INGREDIENTS (for 8 servings):
- 2 sweet potatoes, peeled and shredded
- 2 eggs, lightly beaten
- 1 tablespoon brown sugar
- 2 tablespoons all-purpose flour
- 2 teaspoons ground cloves
- 2 teaspoons ground cinnamon
- 1/4 cup vegetable oil for frying
Place sweet potatoes in a colander. Place a cheesecloth over the potatoes, and squeeze the potatoes to release as much liquid as possible. Let the potatoes sit to release more liquid, then squeeze again.
In a large bowl, combine sweet potatoes, eggs, brown sugar, flour, cloves and cinnamon; mix well.
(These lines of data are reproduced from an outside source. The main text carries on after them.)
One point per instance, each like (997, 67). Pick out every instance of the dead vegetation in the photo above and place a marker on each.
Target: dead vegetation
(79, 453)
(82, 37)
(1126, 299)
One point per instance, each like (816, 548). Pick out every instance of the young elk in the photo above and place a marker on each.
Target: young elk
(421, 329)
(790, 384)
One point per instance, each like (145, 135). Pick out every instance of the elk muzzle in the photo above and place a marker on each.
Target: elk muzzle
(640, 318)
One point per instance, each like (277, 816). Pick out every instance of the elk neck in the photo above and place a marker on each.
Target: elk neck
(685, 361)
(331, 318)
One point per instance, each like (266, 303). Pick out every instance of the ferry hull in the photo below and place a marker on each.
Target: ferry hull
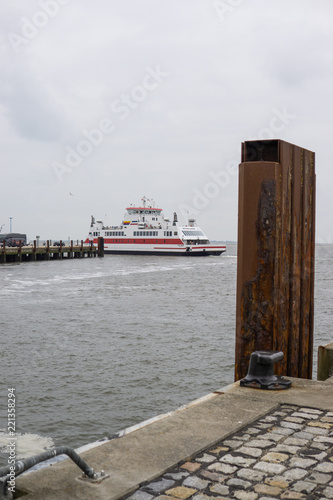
(146, 231)
(185, 252)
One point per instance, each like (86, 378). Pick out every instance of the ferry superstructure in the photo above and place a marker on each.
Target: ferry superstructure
(145, 231)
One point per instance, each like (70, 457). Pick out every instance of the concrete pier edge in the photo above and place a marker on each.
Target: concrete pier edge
(144, 452)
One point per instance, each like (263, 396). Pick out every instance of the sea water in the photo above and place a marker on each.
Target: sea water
(93, 346)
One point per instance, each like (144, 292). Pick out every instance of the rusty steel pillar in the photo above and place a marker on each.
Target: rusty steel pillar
(276, 245)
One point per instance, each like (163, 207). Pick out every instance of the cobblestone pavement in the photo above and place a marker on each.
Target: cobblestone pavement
(287, 454)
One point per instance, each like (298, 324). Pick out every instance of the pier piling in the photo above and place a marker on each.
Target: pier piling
(275, 268)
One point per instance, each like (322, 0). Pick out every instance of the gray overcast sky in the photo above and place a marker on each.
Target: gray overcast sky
(104, 102)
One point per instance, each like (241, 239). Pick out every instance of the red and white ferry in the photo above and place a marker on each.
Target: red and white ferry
(146, 231)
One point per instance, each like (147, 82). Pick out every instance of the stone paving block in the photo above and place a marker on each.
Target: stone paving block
(316, 430)
(303, 435)
(177, 475)
(221, 489)
(190, 466)
(253, 452)
(245, 437)
(206, 458)
(312, 411)
(140, 495)
(271, 436)
(259, 443)
(296, 420)
(241, 461)
(304, 463)
(322, 425)
(265, 489)
(159, 486)
(181, 492)
(214, 476)
(282, 430)
(252, 430)
(270, 468)
(275, 457)
(313, 453)
(303, 487)
(196, 482)
(295, 441)
(251, 475)
(239, 483)
(269, 418)
(201, 496)
(293, 450)
(264, 425)
(323, 439)
(293, 460)
(328, 492)
(245, 495)
(224, 468)
(324, 467)
(291, 425)
(219, 449)
(292, 495)
(166, 497)
(319, 478)
(305, 415)
(279, 481)
(294, 474)
(233, 443)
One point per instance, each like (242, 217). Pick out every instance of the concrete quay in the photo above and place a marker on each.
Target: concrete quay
(236, 443)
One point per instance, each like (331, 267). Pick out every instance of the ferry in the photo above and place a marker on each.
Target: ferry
(145, 231)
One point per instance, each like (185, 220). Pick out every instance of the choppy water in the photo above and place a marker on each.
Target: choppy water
(95, 345)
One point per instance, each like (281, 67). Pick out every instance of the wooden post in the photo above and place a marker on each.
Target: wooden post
(100, 246)
(34, 252)
(275, 268)
(325, 362)
(3, 257)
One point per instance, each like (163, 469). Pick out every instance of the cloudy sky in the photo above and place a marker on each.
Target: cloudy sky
(104, 102)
Heat oil in large heavy skillet to 375 degrees F (190 degrees C).
Form mixture into pancake size cakes, and fry in hot oil. Flip cakes after 2 to 3 minutes (when bottom is browned) and brown other side. Drain on paper towels, and serve piping hot!
We have determined the nutritional value of oil for frying based on a retention value of 10% after cooking. The exact amount may vary depending on cook time and temperature, ingredient density, and the specific type of oil used.